# Recessed French Cleat?



## skogie1 (Sep 1, 2014)

I want to put a 4' board up (1"x4"x4') along a wall underneath a set of cubbies to mount hooks to for hanging up jackets and such. My first thought was to simply countersink some holes and mount it to the studs with screws and cover the holes with plugs. But then I thought it would be nicer to have no plugs and so I thought of using a french cleat system. However, if I'm going to use a cleat then the board will stand off the wall. I want the board to be flush. If I recessed the "female" cleat into the board then it would sit flush but this doesn't sound easy and with a 1" board I'm not sure it would be that strong as I couldn't go too deep. Any thoughts or suggestions on how to get this board flat against the wall without leaving visible drill holes? Thanks.


----------



## barada83 (Feb 25, 2015)

A couple of ideas:
1) make a cleat the width and length of your board. This would effectively make everything flush on the wall. It will still be offset, not sure how that works with your design. 
2) You describe an extended side panel with recessed cleat. It can be done but always much easier to mount the cleat then scribe a non-structurally essential side panel to the wall. 
3) What I would probably do is countersink the screws and mount the hooks for your coats over them. Simple, hidden, no plugs, no offset.


----------



## skogie1 (Sep 1, 2014)

Clever!
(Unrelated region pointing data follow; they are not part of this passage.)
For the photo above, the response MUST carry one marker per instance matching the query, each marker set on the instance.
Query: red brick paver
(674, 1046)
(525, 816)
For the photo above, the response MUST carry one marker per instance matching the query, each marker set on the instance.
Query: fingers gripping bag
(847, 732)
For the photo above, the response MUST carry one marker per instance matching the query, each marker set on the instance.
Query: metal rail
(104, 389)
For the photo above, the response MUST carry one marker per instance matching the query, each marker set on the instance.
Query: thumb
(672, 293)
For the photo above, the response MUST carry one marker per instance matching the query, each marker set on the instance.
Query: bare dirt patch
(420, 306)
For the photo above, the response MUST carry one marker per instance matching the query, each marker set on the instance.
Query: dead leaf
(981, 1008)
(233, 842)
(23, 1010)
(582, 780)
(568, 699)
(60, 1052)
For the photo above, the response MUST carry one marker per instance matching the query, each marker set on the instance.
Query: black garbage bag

Number 3 is exactly the kind of simple, elegant solution I knew was staring me in the face but that I could just not see. Thanks. That's what I'll do.


----------



## runswithscissors (Nov 8, 2012)

You could use the keyhole shaped hangers. You mortise them into the back of the board wherever you have a stud, insert appropriate screws into the studs, and you have an invisible flush wall mounting. You can mortise by hand, or make a template and rout them. The hangers are held to the board with a couple of FH screws.


----------



## skogie1 (Sep 1, 2014)

Thank you


----------